These measures were added after many TV channels and radio stations were forced to stop broadcasting their own programmes and only relay signals from the army’s TV and radio stations. The measures this time apply to all kind of media, including online media. 
The order prohibits all kind of media, including online media, from spreading the following kind of information:
false information, information deemed a threat to national security, defamation, criticism of the role of the NPOMC, state secrets, information which may lead to confusion, conflict and unrest, information about an assembly which aims to oppose the authorities, and information which threatens an individual. 
Activists protest against the imposition of martial law to limit freedom of expression in northern Chiang Mai Province.
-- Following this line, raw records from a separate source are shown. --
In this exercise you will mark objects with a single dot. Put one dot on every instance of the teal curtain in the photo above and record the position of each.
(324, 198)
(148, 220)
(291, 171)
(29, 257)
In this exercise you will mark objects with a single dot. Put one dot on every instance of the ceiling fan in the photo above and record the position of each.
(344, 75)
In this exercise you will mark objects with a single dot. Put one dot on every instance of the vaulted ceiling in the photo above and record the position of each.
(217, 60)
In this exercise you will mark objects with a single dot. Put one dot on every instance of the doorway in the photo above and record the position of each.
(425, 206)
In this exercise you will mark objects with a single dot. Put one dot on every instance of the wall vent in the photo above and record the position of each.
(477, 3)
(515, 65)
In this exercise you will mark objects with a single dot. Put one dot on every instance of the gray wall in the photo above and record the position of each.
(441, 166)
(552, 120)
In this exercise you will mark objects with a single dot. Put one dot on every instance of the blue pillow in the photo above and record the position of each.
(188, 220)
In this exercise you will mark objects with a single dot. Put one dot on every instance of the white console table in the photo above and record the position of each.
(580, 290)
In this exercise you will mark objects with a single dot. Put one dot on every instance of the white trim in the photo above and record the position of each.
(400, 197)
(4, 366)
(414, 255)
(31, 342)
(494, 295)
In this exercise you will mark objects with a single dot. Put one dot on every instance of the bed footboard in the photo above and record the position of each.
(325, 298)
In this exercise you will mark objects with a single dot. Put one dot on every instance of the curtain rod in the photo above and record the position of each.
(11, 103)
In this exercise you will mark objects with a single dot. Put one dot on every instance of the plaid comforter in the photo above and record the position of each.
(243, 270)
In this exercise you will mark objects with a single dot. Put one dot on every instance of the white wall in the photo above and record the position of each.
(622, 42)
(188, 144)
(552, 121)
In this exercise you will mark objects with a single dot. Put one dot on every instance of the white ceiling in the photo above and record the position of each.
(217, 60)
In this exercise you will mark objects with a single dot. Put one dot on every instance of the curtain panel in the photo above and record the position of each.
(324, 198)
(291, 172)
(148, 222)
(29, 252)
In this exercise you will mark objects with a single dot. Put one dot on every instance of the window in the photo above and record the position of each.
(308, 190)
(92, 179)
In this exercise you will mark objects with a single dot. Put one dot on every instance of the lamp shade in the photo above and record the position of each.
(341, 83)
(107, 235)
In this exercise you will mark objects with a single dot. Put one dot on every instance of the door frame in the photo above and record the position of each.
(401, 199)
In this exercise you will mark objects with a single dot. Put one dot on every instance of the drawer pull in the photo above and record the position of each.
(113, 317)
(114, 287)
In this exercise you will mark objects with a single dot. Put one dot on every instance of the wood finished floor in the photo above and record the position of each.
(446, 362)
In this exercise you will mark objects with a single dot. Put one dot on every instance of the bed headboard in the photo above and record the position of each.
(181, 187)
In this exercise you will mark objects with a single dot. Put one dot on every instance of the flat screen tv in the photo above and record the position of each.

The junta also ordered all Internet Service Providers to “monitor, check and block the dissemination of information which is distorted, incites [violence] or which may lead to unrest in the kingdom or affect national security or contravene public morals.” The ISPs had to report to the National Broadcasting Telecommunication Commission (NBTC) at 10.30 am on Thursday. 
The junta had earlier “asked for cooperation” from online social media operators not to disseminate “provocative … information inciting unrest,” or “anti-junta” messages. Otherwise the NPOMC will shut down all their operations and prosecute those who violate the order.  
It also summoned former Prime Minister Yingluck Shinawatra and several other key Pheu Thai party members, including Somchai Wongsawat, former prime minister and a brother-in-law of Yingluck, and former cabinet minister Chalerm Yoobamrung to report to the junta at the Army Auditorium building at 10 am on Friday. 
All state authorities at the level of director-general and above were also to report to the junta.